How could the environmental and social costs of flexible transport services be internalized? Perhaps new regulations are needed for mass self employment schemes that don’t fit neatly into employment, or even the hybrid ‘worker’ category.  At the very least Uber and others should be required to provide clear information on real earnings and likely costs for drivers across the spectrum (not just top drivers) so inexperienced entrepreneurs do not lock themselves into fixed costs of buying a car on the basis of exaggerated earning potential. Perhaps Uber, in line with its self-employment model could revert to being a peer-to-peer matching service and change from centrally controlling ‘surge pricing’ to giving drivers and riders a means to their own multiplier depending on demand and availability.  TfL should also allow on-off hire and reward insurance, so that drivers only pay for the additional cover they need during the time when the app is switched on.

Dan Hara argues that it is more efficient to regulate taxis numbers by setting annual fees high enough to deter excess entry, than to set caps on permits. Perhaps private hire licensing could be overhauled to provide a priced based control on numbers  which matches the flexibility of the new industry- so that the basic permit charge for a car or individual driver is low reflecting only administrative costs, but there is a charge  levied on a by-the-hour basis to transport network companies like Uber for the hours their drivers are logged on (with a higher rate in the congestion charge zone), which would then provide them an incentive to improve the balance of driving vs waiting time.

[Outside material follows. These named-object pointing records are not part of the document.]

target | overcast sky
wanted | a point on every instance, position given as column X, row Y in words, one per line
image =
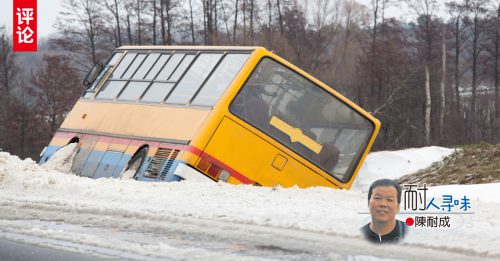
column 47, row 13
column 49, row 9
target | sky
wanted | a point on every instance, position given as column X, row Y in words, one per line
column 231, row 212
column 47, row 14
column 48, row 11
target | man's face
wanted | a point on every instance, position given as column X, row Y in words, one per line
column 383, row 204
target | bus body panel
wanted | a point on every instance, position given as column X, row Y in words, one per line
column 135, row 120
column 259, row 160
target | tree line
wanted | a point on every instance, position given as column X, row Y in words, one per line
column 432, row 80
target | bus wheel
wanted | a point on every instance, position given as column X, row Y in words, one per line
column 134, row 165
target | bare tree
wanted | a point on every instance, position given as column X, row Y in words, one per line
column 8, row 67
column 81, row 32
column 425, row 9
column 475, row 24
column 57, row 86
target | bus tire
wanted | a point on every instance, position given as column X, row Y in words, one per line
column 134, row 164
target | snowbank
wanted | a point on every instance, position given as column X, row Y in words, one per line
column 395, row 164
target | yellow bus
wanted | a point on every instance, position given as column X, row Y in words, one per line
column 241, row 115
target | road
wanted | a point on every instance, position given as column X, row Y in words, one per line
column 90, row 235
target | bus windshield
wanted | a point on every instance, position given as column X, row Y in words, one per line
column 303, row 117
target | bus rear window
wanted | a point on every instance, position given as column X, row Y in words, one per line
column 304, row 117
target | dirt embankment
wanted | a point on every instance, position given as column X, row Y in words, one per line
column 470, row 164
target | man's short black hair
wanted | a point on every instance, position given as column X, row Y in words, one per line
column 385, row 183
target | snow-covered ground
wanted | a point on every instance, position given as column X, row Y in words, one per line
column 188, row 220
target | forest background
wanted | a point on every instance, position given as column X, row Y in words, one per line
column 432, row 80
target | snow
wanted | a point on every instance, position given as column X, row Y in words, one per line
column 395, row 164
column 29, row 192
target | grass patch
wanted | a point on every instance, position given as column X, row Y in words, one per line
column 470, row 164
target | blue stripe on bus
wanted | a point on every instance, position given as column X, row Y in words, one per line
column 48, row 153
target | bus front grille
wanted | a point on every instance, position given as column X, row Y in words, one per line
column 161, row 163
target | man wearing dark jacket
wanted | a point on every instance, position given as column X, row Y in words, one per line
column 384, row 197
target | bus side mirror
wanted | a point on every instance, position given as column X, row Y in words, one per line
column 92, row 75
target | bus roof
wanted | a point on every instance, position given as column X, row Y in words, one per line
column 188, row 47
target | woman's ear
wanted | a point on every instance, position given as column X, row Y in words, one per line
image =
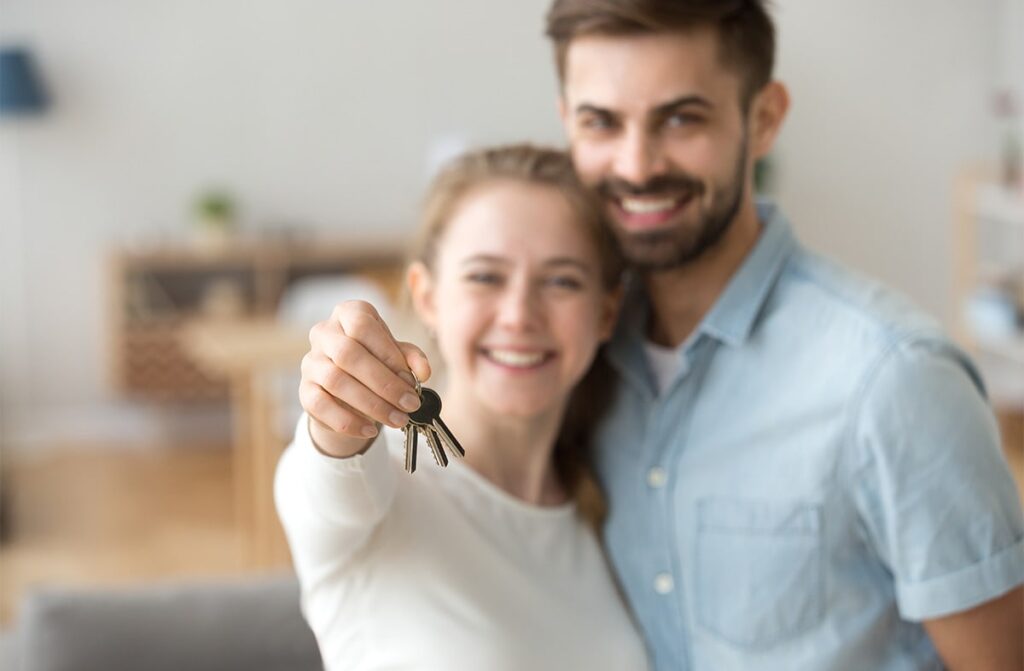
column 610, row 303
column 421, row 291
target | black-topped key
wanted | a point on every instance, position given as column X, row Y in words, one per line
column 427, row 419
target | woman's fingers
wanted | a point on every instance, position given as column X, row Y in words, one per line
column 333, row 414
column 347, row 387
column 416, row 360
column 359, row 345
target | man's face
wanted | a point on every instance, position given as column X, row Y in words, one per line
column 656, row 128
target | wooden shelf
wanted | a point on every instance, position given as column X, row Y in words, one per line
column 155, row 292
column 989, row 248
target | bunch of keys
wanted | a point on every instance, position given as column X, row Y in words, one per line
column 427, row 420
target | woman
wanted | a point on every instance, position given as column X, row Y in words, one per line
column 493, row 562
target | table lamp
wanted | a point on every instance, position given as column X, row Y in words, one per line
column 20, row 89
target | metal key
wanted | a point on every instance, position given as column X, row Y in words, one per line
column 427, row 420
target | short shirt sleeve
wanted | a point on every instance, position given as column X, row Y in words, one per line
column 932, row 484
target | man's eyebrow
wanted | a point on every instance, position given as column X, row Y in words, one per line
column 683, row 101
column 691, row 99
column 593, row 109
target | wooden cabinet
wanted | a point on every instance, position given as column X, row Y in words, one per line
column 989, row 283
column 156, row 292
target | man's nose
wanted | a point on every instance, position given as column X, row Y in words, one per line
column 638, row 158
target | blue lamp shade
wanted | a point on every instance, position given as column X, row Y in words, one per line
column 20, row 89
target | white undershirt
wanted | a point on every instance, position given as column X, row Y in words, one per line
column 441, row 570
column 664, row 363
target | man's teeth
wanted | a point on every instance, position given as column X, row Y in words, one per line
column 646, row 206
column 516, row 359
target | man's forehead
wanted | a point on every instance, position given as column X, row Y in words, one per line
column 645, row 71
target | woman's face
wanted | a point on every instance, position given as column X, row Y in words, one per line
column 515, row 298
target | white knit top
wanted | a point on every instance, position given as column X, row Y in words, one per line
column 441, row 570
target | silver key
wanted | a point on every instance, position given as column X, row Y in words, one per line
column 427, row 420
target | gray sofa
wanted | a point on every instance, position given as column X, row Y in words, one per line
column 252, row 624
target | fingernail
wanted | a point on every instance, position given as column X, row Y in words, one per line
column 409, row 402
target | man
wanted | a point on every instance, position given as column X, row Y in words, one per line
column 803, row 471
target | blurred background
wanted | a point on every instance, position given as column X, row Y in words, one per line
column 185, row 187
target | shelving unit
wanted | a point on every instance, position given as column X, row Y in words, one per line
column 989, row 247
column 155, row 292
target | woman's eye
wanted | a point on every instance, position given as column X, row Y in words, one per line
column 564, row 282
column 483, row 278
column 597, row 122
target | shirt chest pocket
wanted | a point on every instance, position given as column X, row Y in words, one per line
column 759, row 570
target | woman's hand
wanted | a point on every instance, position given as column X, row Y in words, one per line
column 355, row 377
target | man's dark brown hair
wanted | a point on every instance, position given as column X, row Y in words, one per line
column 745, row 32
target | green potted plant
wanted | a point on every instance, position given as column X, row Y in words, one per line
column 214, row 218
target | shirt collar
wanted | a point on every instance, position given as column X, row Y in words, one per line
column 734, row 313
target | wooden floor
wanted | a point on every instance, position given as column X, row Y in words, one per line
column 95, row 517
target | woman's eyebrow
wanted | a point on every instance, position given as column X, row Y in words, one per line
column 570, row 261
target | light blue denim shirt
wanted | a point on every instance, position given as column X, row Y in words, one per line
column 823, row 473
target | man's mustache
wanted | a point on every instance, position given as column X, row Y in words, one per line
column 675, row 184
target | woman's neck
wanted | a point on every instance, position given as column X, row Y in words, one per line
column 514, row 454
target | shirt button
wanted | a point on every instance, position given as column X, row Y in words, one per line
column 656, row 477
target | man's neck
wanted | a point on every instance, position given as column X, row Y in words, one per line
column 681, row 297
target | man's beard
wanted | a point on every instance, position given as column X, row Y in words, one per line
column 666, row 249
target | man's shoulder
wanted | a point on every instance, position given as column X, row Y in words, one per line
column 822, row 297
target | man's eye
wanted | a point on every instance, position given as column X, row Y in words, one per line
column 681, row 119
column 564, row 282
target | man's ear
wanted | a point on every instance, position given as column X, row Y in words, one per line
column 767, row 113
column 563, row 112
column 421, row 291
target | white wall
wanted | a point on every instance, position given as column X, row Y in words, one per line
column 325, row 113
column 890, row 99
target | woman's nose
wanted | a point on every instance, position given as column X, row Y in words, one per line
column 519, row 307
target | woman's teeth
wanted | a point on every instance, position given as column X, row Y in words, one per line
column 647, row 206
column 515, row 359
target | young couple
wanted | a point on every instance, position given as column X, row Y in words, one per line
column 801, row 471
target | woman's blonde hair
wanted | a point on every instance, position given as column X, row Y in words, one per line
column 545, row 167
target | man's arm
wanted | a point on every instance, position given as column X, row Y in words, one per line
column 989, row 636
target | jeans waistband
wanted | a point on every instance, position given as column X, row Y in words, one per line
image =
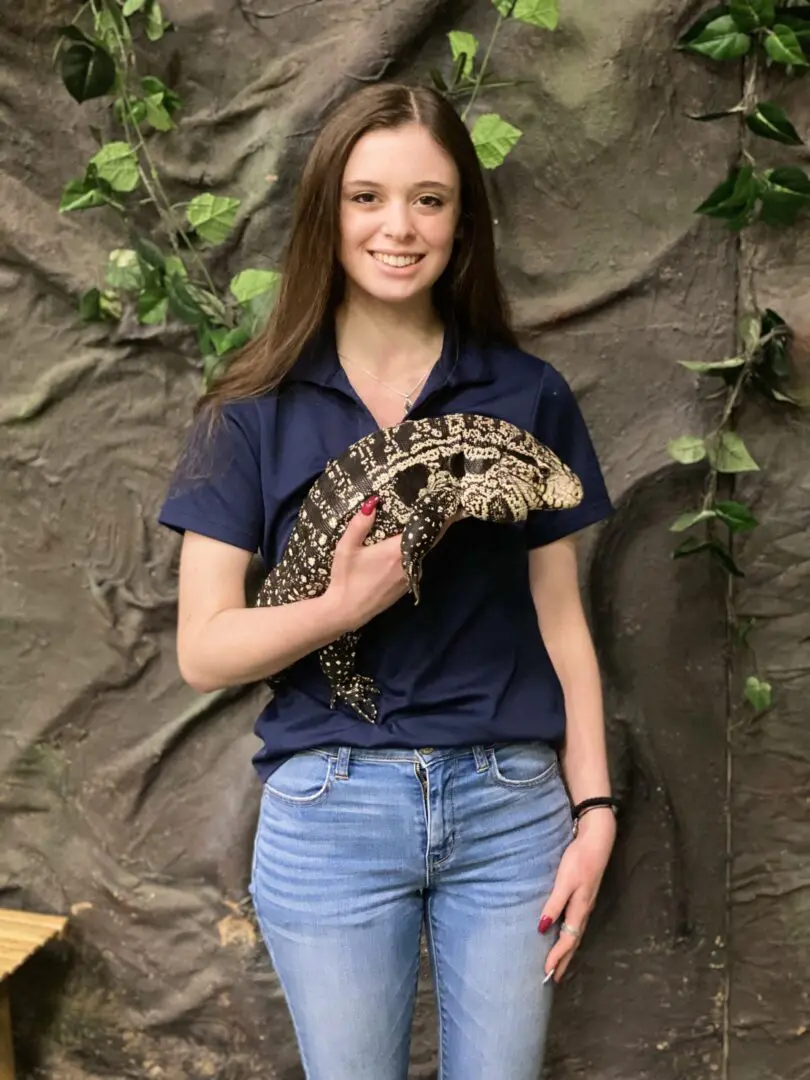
column 424, row 755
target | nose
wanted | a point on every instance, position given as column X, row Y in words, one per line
column 397, row 221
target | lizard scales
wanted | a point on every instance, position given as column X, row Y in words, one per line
column 424, row 471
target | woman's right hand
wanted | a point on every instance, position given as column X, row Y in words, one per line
column 365, row 579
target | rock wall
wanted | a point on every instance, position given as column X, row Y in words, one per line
column 130, row 801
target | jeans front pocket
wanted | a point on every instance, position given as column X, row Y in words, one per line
column 304, row 779
column 523, row 765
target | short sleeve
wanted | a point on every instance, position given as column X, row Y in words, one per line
column 559, row 424
column 216, row 487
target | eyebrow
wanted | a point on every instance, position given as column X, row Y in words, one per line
column 432, row 185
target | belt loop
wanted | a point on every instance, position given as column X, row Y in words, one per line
column 341, row 770
column 482, row 761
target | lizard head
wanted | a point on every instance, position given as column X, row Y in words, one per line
column 535, row 476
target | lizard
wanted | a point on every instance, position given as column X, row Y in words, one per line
column 426, row 471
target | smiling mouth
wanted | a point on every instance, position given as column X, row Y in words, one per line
column 396, row 260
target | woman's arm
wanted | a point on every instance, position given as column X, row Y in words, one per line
column 220, row 642
column 555, row 592
column 556, row 595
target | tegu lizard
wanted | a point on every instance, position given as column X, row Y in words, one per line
column 424, row 471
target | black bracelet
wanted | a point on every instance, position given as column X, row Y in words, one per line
column 601, row 800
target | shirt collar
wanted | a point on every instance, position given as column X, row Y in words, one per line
column 462, row 362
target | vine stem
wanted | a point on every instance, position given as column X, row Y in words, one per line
column 485, row 62
column 149, row 174
column 750, row 352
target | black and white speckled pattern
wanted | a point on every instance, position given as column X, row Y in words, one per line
column 424, row 472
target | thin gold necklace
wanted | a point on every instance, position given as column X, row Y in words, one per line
column 408, row 399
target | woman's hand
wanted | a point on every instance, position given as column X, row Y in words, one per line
column 365, row 578
column 576, row 886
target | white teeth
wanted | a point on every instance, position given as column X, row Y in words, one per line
column 396, row 260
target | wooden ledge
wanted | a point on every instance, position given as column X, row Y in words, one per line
column 23, row 933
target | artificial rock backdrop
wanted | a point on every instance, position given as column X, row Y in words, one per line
column 130, row 801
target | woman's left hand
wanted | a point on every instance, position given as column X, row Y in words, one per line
column 576, row 886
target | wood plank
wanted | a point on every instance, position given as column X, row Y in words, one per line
column 7, row 1049
column 22, row 933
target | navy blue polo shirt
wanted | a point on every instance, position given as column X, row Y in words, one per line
column 464, row 665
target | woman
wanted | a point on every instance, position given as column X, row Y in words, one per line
column 449, row 812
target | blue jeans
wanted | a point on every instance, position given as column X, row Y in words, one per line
column 356, row 850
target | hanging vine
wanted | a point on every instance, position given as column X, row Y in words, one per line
column 758, row 32
column 162, row 274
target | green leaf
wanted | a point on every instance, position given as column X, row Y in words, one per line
column 729, row 454
column 712, row 366
column 109, row 306
column 248, row 284
column 152, row 307
column 720, row 40
column 687, row 449
column 775, row 351
column 752, row 14
column 700, row 24
column 88, row 70
column 212, row 216
column 737, row 515
column 183, row 304
column 542, row 13
column 123, row 269
column 784, row 193
column 117, row 163
column 80, row 194
column 692, row 517
column 467, row 45
column 157, row 115
column 771, row 122
column 156, row 25
column 734, row 200
column 758, row 692
column 783, row 46
column 494, row 138
column 150, row 85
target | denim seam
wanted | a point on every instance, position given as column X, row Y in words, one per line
column 433, row 947
column 294, row 800
column 451, row 846
column 517, row 785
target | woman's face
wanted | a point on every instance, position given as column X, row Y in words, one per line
column 400, row 204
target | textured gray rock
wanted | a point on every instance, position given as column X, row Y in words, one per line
column 125, row 797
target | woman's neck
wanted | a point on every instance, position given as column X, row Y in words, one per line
column 390, row 340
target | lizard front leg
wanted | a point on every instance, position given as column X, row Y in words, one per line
column 431, row 511
column 358, row 691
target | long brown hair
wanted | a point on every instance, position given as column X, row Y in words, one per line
column 468, row 294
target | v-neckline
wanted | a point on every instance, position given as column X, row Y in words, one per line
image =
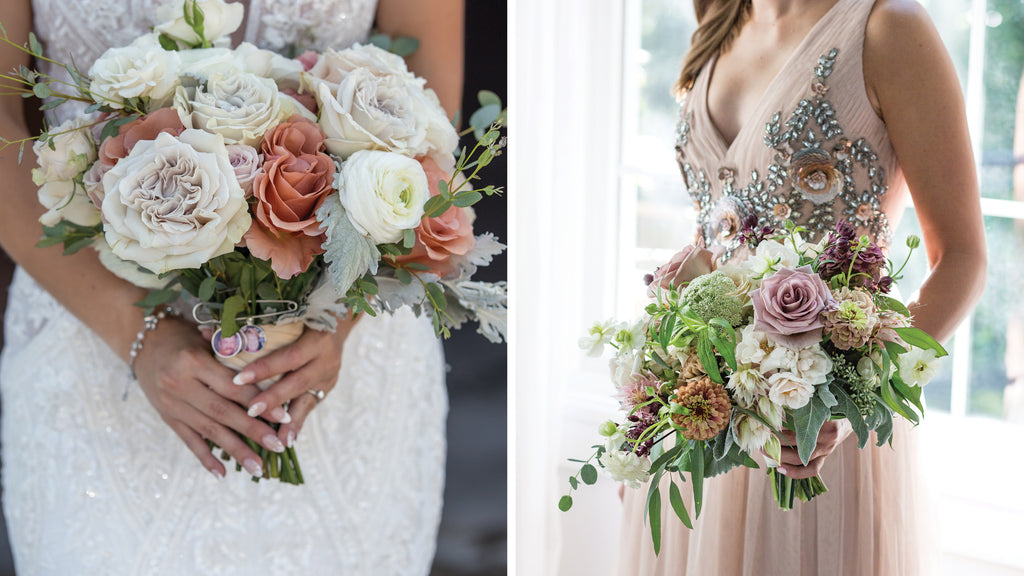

What is clear is that current written and case law around employment and transport regulation are too lumbering to address the opportunities and challenges of technology enabled services such as Uber. The corporate responsibility movement is also operating with yesterday’s models rather than stepping up to test new solutions; TfL’s ‘ethical sourcing’ policy for example does not go anywhere near helping them to deal with employment conditions of London’s private hire drivers.

Smarter services need smarter regulation which ensure that the power of connected data is also used to protect consumers, workers and the environment and to drive innovators to focus on real efficiencies which reduce risk and waste rather than shift costs onto the least powerful. Lack of these measures creates massive latent risk for businesses like Uber, which cannot succeed in its mission to make transport ‘as reliable as running water’ if it is falls into a trap of its own making and pushes cities into gridlock and drivers into misery.